Man in critical condition after fall at Cheney Reservoir pump station
A city employee is in critical condition Tuesday after he apparently fell while working at the pumping station next to Cheney Reservoir.
The victim was found at about 1 a.m. Tuesday by a co-worker after he hadn’t been heard from in an extended period, said Alan King, director of public works and utilities for the city.
“We don’t have a lot of details at this point,” King said. “We think it might have been a fall.”
It’s possible the victim may have fallen 20 to 30 feet to the pumping station floor, King said. A Sedgwick County emergency dispatcher said the victim is 59 years old, though King would not confirm that.
“It could have been hours” before the victim was found after the fall, King said. “They found him on the floor. He was unconscious.”
The pumping station is at 39500 W. 21st Street. There is a two-person crew on-site overnight, King said, while daytime staffing may be about half a dozen.
“They’re taking it pretty hard,” King said of the crew.

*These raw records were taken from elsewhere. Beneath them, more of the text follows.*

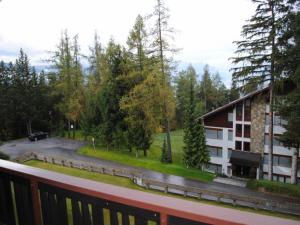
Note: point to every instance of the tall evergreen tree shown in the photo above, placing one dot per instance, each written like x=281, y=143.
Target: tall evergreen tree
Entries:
x=289, y=104
x=201, y=155
x=189, y=129
x=69, y=82
x=161, y=46
x=258, y=53
x=182, y=88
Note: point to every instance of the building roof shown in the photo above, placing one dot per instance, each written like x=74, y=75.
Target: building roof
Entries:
x=230, y=104
x=245, y=158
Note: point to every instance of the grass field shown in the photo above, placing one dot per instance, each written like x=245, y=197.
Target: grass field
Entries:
x=275, y=187
x=124, y=182
x=152, y=161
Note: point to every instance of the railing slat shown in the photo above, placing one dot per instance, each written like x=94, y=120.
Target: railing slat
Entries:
x=62, y=208
x=6, y=203
x=141, y=221
x=86, y=213
x=113, y=217
x=125, y=219
x=97, y=213
x=23, y=201
x=77, y=219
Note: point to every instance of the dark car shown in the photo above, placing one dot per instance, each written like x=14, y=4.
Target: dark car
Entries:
x=37, y=136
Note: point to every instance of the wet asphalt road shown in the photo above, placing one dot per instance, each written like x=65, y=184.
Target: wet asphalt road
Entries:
x=67, y=148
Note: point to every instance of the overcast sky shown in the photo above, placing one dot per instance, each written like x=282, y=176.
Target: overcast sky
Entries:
x=205, y=28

The city has dispatched its risk management team to the station to investigate what happened, King said, and Wichita police also have an investigator at the scene.
At the other end of the water delivery system, a second bypass has been completed on the 66-inch line that feeds untreated water into the treatment plant. The section of the line that has a leak has been taken off-line, King reported Monday.

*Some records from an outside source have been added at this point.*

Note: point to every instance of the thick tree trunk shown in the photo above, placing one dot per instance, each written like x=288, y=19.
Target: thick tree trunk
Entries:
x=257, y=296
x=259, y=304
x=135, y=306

Plans to repair the line are already being developed, King said. But crews are also going to do a condition assessment of the entire 600-foot stretch of the affected line downtown, much of which was built back in the 1940s.
Officials are exploring the possibility of putting new pipe inside the existing pipe to extend its lifespan, King said.

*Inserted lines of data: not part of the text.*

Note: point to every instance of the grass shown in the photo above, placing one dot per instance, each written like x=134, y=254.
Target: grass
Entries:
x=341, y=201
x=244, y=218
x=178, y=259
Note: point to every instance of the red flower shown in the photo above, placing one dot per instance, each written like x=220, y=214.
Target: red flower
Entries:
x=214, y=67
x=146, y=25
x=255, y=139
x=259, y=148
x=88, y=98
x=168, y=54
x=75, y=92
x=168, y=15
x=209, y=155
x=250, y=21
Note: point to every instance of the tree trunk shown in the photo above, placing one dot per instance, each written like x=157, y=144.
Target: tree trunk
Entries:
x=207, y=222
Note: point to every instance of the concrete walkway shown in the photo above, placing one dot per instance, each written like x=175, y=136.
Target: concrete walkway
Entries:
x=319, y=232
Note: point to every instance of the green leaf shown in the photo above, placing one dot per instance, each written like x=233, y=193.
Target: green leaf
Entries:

“Our goal is to have repairs completed by March 1,” he said.
That would have the line ready to handle the increased water demands that come with the arrival of spring. Irrigation vaults daily water demand from winter lows of 40 to 50 million gallons a day to more than 100 million gallons a day, he said.
The cost of building the bypass will come to about $600,000, which King said is “pretty close to what we estimated.”